Mindy Tousley was born in Western New York and graduated from SUNY College at Buffalo in 1983 with a bachelor of science degree in design and a concentration in ceramics. She continues to work in a range of media from ceramics to monoprint to dimensional collage. Her award-winning work has been exhibited several times in The Albright-Knox Art Gallery and The Burchfield Penney Art Center. Since her move to Cleveland in 1994, Tousley has continued to exhibit in shows and galleries in the Northeast Ohio area. Her work was published in “the Pink Eye Book of Collage” in 2010 and “City Artists at Work” in 2009, and can be found in corporate collections including Buckingham Doolittle and Burroughs, The Dalad Collection, Tucker Ellis LLP, YWCA (downtown Cleveland branch), Cleveland State University, Brouse MacDowell, Glidden House, Nordson, and University Hospitals, as well as many private collections in New York, Ohio and Arizona.

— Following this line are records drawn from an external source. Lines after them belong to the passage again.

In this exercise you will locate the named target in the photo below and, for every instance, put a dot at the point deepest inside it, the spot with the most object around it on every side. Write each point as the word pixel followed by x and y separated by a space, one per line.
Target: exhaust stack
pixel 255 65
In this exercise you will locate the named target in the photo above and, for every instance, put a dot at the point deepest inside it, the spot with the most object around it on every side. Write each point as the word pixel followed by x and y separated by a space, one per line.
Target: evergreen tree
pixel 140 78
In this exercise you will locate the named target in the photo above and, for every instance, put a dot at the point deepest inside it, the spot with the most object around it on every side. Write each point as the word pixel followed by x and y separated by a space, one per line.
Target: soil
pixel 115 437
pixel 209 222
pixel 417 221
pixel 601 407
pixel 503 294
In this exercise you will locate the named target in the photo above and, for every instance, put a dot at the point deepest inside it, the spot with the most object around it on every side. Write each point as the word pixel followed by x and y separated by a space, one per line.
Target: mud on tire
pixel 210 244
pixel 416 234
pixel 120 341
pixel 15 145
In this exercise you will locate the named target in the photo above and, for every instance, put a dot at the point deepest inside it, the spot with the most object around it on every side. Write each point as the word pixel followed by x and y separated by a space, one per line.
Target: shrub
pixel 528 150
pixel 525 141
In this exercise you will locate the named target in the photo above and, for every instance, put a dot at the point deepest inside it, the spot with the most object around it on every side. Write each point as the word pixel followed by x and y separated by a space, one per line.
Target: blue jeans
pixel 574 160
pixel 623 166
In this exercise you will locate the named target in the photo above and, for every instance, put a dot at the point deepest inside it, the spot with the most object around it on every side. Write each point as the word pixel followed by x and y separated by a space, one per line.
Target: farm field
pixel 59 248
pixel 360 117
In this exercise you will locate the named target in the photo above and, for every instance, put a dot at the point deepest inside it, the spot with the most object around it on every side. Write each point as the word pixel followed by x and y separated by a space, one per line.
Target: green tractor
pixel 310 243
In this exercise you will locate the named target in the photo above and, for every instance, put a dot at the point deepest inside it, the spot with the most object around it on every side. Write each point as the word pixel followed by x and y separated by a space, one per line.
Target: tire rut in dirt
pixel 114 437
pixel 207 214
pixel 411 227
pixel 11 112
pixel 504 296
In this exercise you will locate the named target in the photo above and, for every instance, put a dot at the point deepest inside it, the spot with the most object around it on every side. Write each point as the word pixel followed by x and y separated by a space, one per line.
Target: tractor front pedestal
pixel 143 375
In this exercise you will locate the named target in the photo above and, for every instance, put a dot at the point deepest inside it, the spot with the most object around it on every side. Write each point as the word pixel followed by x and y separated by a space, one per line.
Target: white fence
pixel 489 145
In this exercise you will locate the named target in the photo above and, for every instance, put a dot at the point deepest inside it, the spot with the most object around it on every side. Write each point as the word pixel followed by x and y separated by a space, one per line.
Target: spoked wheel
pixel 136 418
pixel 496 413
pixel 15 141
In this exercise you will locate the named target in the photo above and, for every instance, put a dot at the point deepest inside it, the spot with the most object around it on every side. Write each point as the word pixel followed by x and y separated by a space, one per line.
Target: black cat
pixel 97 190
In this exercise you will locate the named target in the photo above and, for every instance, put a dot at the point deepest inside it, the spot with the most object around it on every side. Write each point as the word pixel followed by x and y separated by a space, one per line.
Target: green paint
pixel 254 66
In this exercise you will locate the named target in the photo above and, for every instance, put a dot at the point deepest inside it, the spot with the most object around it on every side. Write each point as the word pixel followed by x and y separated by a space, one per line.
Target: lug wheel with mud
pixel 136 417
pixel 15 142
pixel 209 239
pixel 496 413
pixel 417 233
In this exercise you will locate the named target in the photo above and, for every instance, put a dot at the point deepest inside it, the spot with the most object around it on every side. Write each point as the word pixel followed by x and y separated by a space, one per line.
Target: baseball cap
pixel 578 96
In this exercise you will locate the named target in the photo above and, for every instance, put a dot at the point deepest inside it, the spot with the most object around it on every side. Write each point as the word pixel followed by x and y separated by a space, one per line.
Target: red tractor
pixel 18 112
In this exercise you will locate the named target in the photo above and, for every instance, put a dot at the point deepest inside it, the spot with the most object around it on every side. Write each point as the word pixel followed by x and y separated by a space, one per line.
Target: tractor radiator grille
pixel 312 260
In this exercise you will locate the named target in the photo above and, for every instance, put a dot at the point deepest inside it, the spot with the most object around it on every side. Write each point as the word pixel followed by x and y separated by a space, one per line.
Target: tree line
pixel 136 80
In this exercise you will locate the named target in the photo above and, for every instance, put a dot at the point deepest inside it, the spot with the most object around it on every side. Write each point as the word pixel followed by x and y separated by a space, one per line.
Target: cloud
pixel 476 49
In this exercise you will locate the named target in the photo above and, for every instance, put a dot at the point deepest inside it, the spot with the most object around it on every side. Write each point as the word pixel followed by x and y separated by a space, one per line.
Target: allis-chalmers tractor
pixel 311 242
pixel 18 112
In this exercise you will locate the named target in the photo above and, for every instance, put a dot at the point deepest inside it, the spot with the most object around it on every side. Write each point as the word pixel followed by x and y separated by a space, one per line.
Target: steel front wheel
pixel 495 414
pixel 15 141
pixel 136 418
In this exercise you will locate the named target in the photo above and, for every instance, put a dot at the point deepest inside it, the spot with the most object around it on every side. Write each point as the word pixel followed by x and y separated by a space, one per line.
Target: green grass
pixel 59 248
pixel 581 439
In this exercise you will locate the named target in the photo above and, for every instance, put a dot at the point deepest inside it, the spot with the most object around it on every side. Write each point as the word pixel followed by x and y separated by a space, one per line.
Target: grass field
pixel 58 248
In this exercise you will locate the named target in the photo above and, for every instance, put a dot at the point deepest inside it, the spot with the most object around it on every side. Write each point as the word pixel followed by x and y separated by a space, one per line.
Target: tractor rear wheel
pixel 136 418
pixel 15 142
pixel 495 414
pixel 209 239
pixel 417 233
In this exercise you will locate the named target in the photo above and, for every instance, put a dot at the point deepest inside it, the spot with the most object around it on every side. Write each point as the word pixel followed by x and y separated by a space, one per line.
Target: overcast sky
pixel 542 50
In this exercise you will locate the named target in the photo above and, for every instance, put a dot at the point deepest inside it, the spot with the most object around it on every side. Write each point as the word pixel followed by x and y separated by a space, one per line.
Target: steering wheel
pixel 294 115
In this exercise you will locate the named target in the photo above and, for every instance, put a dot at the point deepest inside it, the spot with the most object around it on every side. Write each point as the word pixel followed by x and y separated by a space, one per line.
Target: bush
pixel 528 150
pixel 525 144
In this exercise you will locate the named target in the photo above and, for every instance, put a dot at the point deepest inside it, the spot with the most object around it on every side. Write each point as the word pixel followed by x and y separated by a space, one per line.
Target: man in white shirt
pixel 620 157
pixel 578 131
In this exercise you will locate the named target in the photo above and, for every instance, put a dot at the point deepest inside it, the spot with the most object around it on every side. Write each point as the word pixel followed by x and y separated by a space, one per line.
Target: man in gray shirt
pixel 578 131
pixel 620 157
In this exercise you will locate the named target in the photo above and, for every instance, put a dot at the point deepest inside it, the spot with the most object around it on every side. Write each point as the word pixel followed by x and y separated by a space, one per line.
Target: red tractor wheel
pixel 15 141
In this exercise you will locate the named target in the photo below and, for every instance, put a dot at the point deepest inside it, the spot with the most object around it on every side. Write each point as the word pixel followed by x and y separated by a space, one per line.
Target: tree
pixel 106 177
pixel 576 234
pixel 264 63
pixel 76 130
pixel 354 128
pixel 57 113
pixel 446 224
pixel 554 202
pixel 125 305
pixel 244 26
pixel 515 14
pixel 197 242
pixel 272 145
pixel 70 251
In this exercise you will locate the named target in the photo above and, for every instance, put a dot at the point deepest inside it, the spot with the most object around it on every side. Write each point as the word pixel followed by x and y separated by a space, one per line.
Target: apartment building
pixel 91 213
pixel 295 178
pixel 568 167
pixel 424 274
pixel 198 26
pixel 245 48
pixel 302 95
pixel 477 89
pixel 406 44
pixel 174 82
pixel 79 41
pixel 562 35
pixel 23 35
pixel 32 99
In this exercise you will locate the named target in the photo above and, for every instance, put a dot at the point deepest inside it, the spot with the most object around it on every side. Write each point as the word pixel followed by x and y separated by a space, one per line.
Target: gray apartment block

Currently Tousley is the executive director for the Artists Archives of the Western Reserve and a member of the CMA Print Club, where she chairs the Publications Committee. She is the former director of Akron’s Harris Stanton Gallery, and a previous partner in Dead Horse Gallery of Lakewood, Ohio. She and co-director William Martin Jean coordinated City Artist at Work activities for over fifteen years. Tousley is also a former member of The Cleveland LGBT Center Art Committee and former secretary for the Northern Ohio Art Dealers Association.